I’m in the middle of putting together all the materials I’ll be using for this term’s courses, and while blogging about the process would be an excellent way to procrastinate, I can’t imagine that anyone would want to read about it. Actually, let’s test that hypothesis: I’m polishing up the third essay assignment for my WR121 courses, and I just spent five minutes researching the early years of American television broadcasting.
OK, maybe that was a little bit interesting. Nonetheless, I’d rather write about comics.
First, let me introduce you to my current favorite comic strip. No, it’s not Garfield Minus Garfield, although that was a good guess.
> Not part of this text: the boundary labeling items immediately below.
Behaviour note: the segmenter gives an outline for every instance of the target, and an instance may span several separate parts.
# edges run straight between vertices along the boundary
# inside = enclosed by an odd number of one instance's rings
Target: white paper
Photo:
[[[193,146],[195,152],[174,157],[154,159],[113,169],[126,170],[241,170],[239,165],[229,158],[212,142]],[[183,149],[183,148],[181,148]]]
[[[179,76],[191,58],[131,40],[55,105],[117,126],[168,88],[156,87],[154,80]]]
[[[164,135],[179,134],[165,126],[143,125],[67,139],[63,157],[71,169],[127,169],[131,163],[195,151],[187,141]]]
It’s Achewood. Achewood is about a couple of bears, a tiger, and an otter. It’s occasionally vulgar and almost always funny. I know, I know, vulgar bears and tigers aren’t for everyone (the otter is never vulgar). It might not be your cup of tea. If it’s not, forget I mentioned it.
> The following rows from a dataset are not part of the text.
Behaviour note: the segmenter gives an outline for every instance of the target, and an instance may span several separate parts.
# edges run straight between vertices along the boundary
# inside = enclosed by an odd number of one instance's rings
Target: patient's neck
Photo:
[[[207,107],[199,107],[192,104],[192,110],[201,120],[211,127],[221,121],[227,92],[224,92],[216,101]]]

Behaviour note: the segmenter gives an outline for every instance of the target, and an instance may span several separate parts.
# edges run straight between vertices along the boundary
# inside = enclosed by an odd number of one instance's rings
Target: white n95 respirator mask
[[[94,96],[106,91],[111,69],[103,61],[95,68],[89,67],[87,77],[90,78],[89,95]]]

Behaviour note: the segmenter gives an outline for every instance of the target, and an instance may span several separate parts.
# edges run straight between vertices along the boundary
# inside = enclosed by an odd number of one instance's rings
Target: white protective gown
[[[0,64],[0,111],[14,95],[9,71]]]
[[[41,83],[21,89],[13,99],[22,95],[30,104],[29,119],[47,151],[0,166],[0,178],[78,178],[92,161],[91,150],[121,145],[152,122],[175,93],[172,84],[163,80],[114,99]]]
However, if you like your cup of tea sweetened with an occasional fart or sex joke, you might want to check it out. Thanks to the magic of free online comics from Portland-based Dark Horse Comics, we get several full-color pages about the greatest trip to Taco Bell of all time.
In other news, there’s a new Ambush Bug series out from DC Comics.
I was never a big comic book reader as a kid. I liked the comic strips (Bloom County, Calvin & Hobbes–you know, the classics), but I didn’t really have the disposable income or proximity to a comic book store to really get into the monthly books. There was only one series that really grabbed my interest, and that was Ambush Bug. I was ten years old, and that comic book blew my mind. It was about a humanoid bug who… had problems with his socks and kept getting beat up. None of it made sense. When I got older, I learned that the reason it didn’t make sense was because I didn’t read many comic books, and the entire premise of the Ambush Bug series was to present a bunch of inside jokes that only hardcore devotees of the DC Universe would truly appreciate.
I didn’t “get” any of the jokes, but I laughed anyway, because it was the most absurd thing I’d ever stumbled across. (This was still a couple years before I discovered Monty Python, but around the same time I saw the Beatles in Hard Day’s Night.)
Now, a couple of decades later, Ambush Bug is back. I’m still not a regular reader of any DC Comic, which means I’m probably still not “getting” the jokes. But this afternoon, when I’ve finished reading up on Milton Berle and Hopalong Cassiday, I’m heading down to my friendly neighborhood comic book store to pick up issue two of the new series. Sometimes things are just funnier when they don’t make any sense.
SPECIAL BONUS WINTER TERM FILM ARTS COURSE PLUG: Remember, kids! The Coen brothers’ Burn After Reading opens at a theater near you tomorrow!